Мне обдумывать было уже нечего. Я знала, что придется ехать к морю.
5
Спустя четыре часа, можно сказать, на ночь глядя, Димка носился по комнатам, сопровождая свои побегушки пламенной речью. Следом носилась я, за мной Аленка. Умное кошачье семейство вместе с таким же умным Вячеславом молча встречали и провожали нас глазами в большой комнате. Зачем создавать эффект стадности, когда и так все прекрасно слышно?
– Я не верю ни в ясновидящих, ни в астрологию, ни в судьбу, – орал Димка, размахивая копией завещания Серафимы Игнатьевны. – Ну вы только подумайте! Спасаю женщину от неминуемой смерти, вытаскиваю ее с того света, а она подкладывает мне двух свиней сразу: смерть по собственной прихоти и наследство! А казалась умным и порядочным человеком!
– Папочка! Смерть не выбирает жертв по уму и порядочности, косит всех подряд. Ну почему ты винишь Серафиму Игнатьевну в том, что у нее произошла внезапная остановка сердца? Можно подумать, она действительно сделала это тебе назло. – Аленка докрикивала речь из кухни. Потеряв тапочек, вынуждена была отстать. – Мам! Отдай незаконно присвоенное! Тапок с левой ноги приписан к моей, а не к твоей нижней конечности. Свой заберешь на обратном пути у холодильника. Мой оставь рядом со Славкой.
Димка неожиданно притормозил и с размаху плюхнулся в кресло. Не ожидая такого маневра, я, распугав стайку зрителей разной степени лохматости, невольно шарахнулась обнимать сына, изрядно перепугав его выражением лица. Он дернулся в сторону, освободив мне участок дивана для свободной посадки. Носом в спинку, коленями на сидение. На полу остались оба тапка, пусть дочь угадывает свой.

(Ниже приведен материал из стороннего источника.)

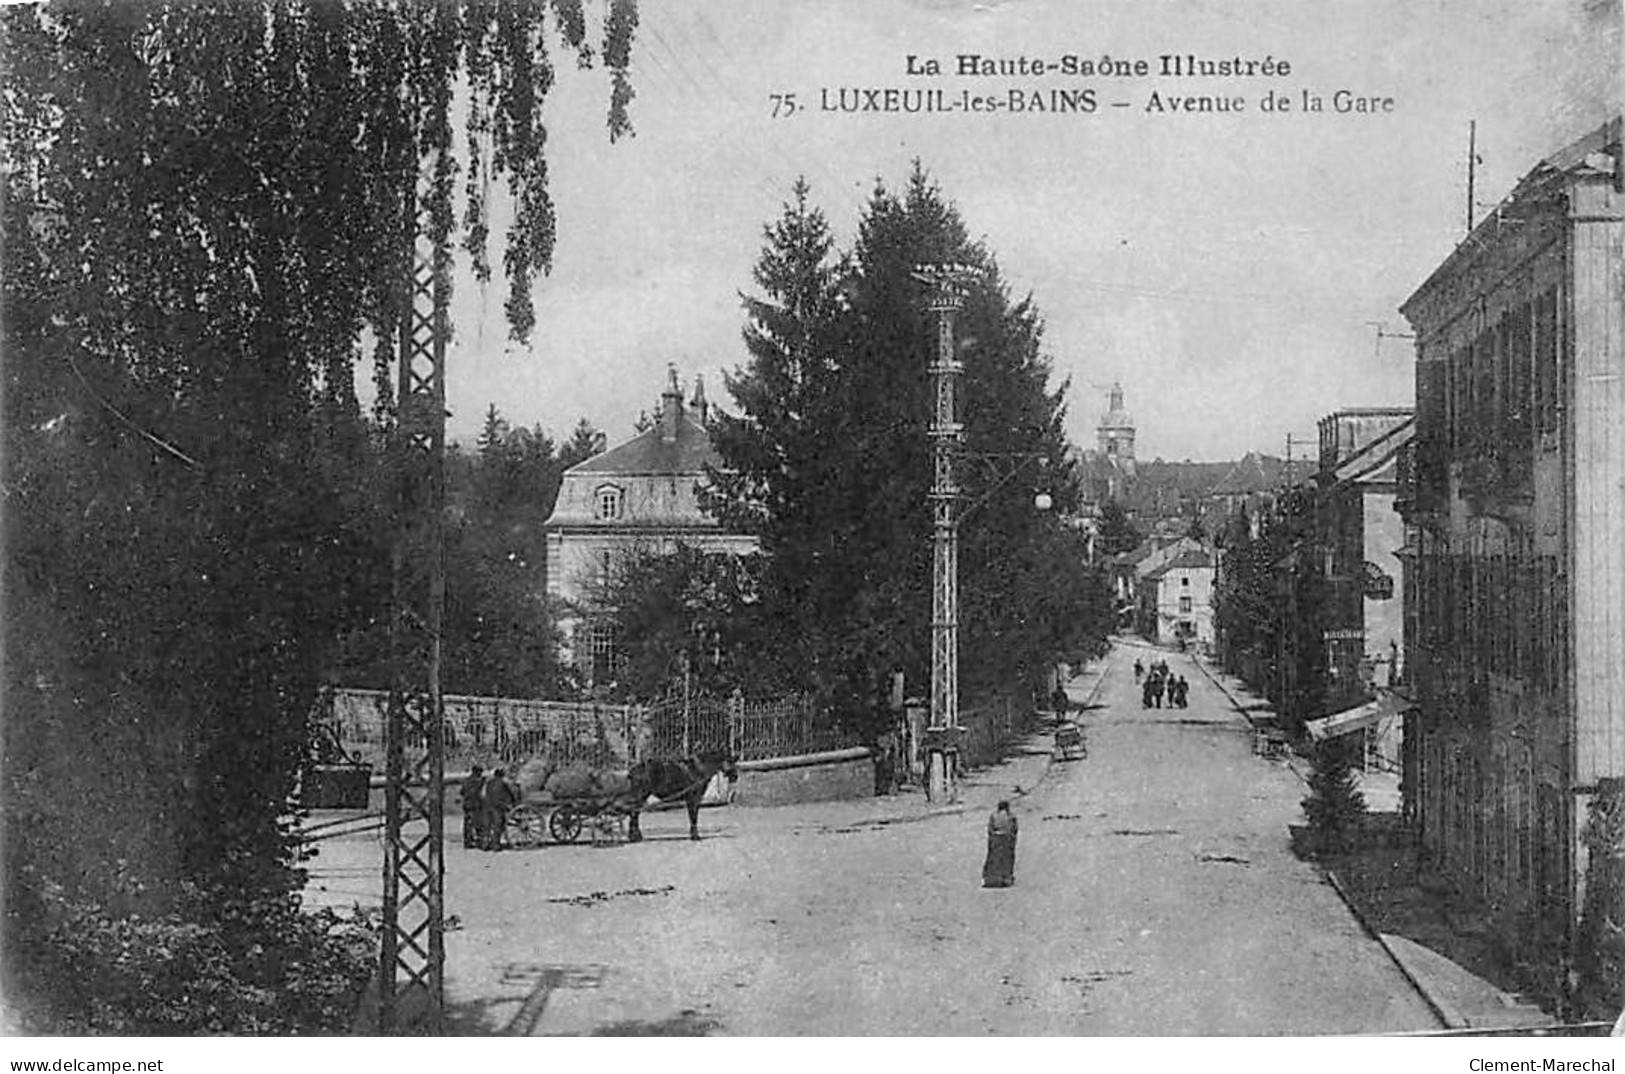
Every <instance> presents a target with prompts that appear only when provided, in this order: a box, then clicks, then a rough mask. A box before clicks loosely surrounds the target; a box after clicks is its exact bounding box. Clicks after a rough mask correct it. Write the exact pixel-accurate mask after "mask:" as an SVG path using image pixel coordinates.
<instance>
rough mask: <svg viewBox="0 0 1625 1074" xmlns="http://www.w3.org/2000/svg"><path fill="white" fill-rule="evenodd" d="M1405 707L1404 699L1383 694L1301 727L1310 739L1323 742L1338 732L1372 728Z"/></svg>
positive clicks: (1317, 741) (1309, 721)
mask: <svg viewBox="0 0 1625 1074" xmlns="http://www.w3.org/2000/svg"><path fill="white" fill-rule="evenodd" d="M1406 708H1409V705H1407V704H1406V702H1404V699H1401V697H1396V695H1393V694H1383V695H1380V697H1378V699H1376V700H1368V702H1365V704H1363V705H1355V707H1354V708H1344V710H1342V712H1334V713H1332V715H1329V717H1321V718H1319V720H1310V721H1306V723H1305V725H1303V728H1305V730H1306V731H1308V733H1310V738H1311V739H1315V741H1316V743H1323V741H1326V739H1328V738H1337V736H1339V734H1352V733H1354V731H1363V730H1365V728H1373V726H1376V725H1378V723H1381V721H1383V720H1386V718H1388V717H1394V715H1399V713H1401V712H1404V710H1406Z"/></svg>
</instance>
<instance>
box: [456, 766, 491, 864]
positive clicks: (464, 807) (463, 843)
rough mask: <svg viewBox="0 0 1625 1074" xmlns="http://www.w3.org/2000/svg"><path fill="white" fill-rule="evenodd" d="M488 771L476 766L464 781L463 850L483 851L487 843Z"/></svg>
mask: <svg viewBox="0 0 1625 1074" xmlns="http://www.w3.org/2000/svg"><path fill="white" fill-rule="evenodd" d="M484 798H486V770H484V769H483V767H481V765H474V767H473V769H471V770H470V773H468V778H466V780H463V793H461V801H463V848H465V850H483V848H484V843H486V834H484V825H483V824H481V821H484V816H483V812H484V804H486V803H484Z"/></svg>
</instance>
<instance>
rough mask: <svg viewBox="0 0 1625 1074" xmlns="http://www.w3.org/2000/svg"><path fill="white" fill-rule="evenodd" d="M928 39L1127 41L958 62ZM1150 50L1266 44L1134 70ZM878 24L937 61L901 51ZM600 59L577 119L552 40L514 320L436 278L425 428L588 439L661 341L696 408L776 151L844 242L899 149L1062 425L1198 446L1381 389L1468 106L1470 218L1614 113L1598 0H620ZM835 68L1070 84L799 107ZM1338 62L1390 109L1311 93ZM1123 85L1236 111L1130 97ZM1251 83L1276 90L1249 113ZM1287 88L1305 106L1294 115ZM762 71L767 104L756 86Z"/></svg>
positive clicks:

– Дима, давай все обсудим спокойно, без лишней экспансивности, – шмыгая носом, задушевно сказала я спинке дивана и достаточно ловко перевернулась, чтобы принять более удобное положение.
– Что это?! – в смятении воскликнул муж, глядя на меня с легким ужасом.
Я не успела порадовать Димку тем, что по-прежнему являюсь его женой – выяснилось, что носовая стыковка с диваном породила обильное кровотечение.
– Это, папик, твоя излишняя экспансивность толкнула на мокрое дело! – с укором заметила дочь, пробегая мимо в одном тапочке. – Я за чем-нибудь холодным, а ты дай мамуле что-нибудь под нос, сейчас все перемажет.